# 7/25/21 edge run



## Xpac (Jun 22, 2011)

Launched at 5am and bounced around a few spots for snapper and couldn’t get a single one. Marked a lot of fish but the bite was dead. Full moon maybe? Headed to the edge and hunted for some mingos. The current was running strong and the Rhodan was working hard. Ran it for about 5 hours total on a few spots and managed a nice haul of good mingo. I tried jigging a few times and kept getting cut off. Managed to get a king on the jig without getting clipped so I assume they were the culprits. The water was dirty at the edge and we didn’t see any weed line or patches. It sure was hot out there but overall a good day on the water. The Rhodan charger had to work hard for once. We must have used a lot of juice in that current. I put a box fan next to it and ran it overnight to help keep it cool. Can’t wait to get back out there.


----------



## Boat-Dude (Sep 24, 2011)

Stud Mingo's dude, good eats!!! I went to the edge for the first time last week, same thing for me 1 red snapper and a few mingos and that was it. Hard out there and the water was blahhh. I was in 178 to 300ft and never been fishing that deep ever. Maybe this fall it will clear up. Good report.


----------



## JoeyWelch (Sep 25, 2009)

Nice spread Paco. Those mingos are monsters.


----------



## LY-zer (Jan 16, 2019)

Excellent Mingos! Better the Red Snaps any day. Was nice today but WAY too hot.


----------



## Lipz (Mar 19, 2013)

Nice Mingos, better the ARS like said above and thanks for the report.


----------



## LazyK (Jun 28, 2016)

Stud Mingos! Thanks for sharing the details of your trip


----------



## SurfRidr (Apr 24, 2012)

Hoss mingos, nice job and thanks for the report. Red snapper been tougher this year for us as well. Good mess of fish!


----------



## GROUPERKING (Sep 28, 2011)

A fine bunch of mingos !

Sent from my SM-G955U using Tapatalk


----------



## Corpsman (Oct 3, 2007)

Footballs! great work!


----------



## Xpac (Jun 22, 2011)

Thanks everyone! Can’t wait for the next run.


----------



## bfish (May 19, 2008)

Xpac said:


> Thanks everyone! Can’t wait for the next run.

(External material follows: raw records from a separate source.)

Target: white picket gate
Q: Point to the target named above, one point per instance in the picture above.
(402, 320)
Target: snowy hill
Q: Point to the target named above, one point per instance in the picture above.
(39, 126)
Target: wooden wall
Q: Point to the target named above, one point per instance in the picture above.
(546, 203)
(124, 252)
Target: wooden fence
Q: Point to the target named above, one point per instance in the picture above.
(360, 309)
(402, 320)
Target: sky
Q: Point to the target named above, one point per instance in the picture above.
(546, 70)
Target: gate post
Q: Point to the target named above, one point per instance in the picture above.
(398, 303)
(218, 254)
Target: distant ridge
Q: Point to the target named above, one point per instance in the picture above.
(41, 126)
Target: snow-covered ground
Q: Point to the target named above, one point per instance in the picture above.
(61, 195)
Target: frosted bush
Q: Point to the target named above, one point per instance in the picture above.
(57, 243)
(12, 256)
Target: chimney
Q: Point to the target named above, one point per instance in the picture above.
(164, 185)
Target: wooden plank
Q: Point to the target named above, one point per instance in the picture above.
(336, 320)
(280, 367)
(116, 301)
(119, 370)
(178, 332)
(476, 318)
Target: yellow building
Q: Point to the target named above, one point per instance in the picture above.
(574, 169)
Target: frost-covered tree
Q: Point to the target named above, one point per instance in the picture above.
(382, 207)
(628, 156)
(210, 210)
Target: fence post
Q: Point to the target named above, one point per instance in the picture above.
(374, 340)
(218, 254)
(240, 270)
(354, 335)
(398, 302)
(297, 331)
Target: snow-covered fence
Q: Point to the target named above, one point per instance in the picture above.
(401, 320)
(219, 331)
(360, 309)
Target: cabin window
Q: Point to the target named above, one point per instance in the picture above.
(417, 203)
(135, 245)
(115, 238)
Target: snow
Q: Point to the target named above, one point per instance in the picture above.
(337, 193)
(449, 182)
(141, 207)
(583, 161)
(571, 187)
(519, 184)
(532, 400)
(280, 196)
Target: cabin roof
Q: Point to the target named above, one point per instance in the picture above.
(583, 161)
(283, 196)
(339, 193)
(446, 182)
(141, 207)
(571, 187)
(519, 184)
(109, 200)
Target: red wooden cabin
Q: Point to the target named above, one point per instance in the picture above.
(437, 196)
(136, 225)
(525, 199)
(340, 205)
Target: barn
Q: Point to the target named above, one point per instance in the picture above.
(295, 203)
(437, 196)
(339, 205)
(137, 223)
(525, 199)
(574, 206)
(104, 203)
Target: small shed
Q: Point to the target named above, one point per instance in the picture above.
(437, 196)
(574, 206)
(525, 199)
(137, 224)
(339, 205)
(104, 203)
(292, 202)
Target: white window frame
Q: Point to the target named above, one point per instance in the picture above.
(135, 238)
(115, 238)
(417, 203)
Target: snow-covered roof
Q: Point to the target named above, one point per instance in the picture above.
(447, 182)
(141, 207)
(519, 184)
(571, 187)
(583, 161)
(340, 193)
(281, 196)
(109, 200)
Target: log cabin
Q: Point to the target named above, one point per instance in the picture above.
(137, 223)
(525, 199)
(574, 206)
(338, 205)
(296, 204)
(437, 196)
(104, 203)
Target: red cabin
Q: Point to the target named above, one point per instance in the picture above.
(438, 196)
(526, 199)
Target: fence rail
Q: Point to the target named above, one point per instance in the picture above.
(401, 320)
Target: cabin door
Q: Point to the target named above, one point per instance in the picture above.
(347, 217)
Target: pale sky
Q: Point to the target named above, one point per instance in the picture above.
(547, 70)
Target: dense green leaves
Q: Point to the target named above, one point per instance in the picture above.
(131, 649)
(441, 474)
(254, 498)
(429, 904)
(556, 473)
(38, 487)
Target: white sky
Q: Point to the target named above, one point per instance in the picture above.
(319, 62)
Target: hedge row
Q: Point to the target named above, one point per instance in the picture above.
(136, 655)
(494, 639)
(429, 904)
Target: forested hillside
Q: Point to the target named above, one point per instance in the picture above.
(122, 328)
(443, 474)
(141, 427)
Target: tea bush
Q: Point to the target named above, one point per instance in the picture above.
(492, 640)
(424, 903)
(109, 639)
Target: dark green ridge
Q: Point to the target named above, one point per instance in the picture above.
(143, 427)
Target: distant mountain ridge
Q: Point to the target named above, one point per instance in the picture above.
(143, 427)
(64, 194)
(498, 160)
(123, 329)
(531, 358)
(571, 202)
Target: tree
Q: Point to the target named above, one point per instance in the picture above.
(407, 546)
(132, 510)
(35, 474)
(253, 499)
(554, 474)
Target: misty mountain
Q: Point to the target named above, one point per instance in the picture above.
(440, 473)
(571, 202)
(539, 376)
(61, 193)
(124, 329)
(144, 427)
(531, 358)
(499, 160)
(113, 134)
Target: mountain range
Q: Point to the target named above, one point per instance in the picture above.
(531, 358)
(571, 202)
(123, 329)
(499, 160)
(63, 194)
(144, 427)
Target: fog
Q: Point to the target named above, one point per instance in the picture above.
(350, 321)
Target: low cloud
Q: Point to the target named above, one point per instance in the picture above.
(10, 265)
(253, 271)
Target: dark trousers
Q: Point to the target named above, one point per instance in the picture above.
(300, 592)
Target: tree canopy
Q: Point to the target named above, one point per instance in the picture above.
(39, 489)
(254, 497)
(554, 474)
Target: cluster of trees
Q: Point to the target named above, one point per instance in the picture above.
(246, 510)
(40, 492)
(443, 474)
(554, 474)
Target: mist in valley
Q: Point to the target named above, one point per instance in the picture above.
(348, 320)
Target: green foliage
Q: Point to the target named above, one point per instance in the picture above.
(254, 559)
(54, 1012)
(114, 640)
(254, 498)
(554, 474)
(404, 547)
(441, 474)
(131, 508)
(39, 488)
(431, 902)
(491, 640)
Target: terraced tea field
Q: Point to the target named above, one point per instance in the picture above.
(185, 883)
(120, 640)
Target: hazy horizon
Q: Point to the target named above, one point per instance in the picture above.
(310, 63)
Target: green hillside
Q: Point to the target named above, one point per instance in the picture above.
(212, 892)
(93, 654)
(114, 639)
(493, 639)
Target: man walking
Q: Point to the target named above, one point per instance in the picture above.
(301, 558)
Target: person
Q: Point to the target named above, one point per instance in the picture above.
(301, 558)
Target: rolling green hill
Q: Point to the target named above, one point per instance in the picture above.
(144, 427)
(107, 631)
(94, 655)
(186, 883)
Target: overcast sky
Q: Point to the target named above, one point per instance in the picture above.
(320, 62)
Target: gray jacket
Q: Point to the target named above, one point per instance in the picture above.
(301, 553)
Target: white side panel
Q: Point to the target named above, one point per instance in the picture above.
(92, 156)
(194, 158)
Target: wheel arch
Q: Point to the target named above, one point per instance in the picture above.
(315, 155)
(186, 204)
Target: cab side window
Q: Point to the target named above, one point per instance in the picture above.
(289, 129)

Squid for bait? We’re they up in the water column?


----------



## Xpac (Jun 22, 2011)

Squid and cigar minnow chunks. They were both bottom and up about 30’.


----------



## jack2 (Mar 19, 2010)

how'd you train that king to bend his head up and look at the camera? lol.
good catch. lotta cleaning.
jack


----------



## cuzmondo (Oct 1, 2007)

Looks like a nice bonus Lane Snapper in that mess too. 

Well done!


----------



## Boat-Dude (Sep 24, 2011)

I wonder what the biggest Mingo was 19, 20?


----------



## jack2 (Mar 19, 2010)

Boat-Dude said:


> I wonder what the biggest Mingo was 19, 20?


i know what you're thinking but i would say the size of your bait. always works for me.
jack


----------



## Xpac (Jun 22, 2011)

I think 3 of them were right around 20”. Definitely our best mingo haul yet. It’s been a dismal fishing year for us so it’s nice to have some luck finally. We are definitely enjoying them!


----------



## bfish (May 19, 2008)

Xpac said:


> I think 3 of them were right around 20”. Definitely our best mingo haul yet. It’s been a dismal fishing year for us so it’s nice to have some luck finally. We are definitely enjoying them!


What depth? Isn’t that 30 miles out?


----------



## Xpac (Jun 22, 2011)

About 200’ roughly 30 miles out


----------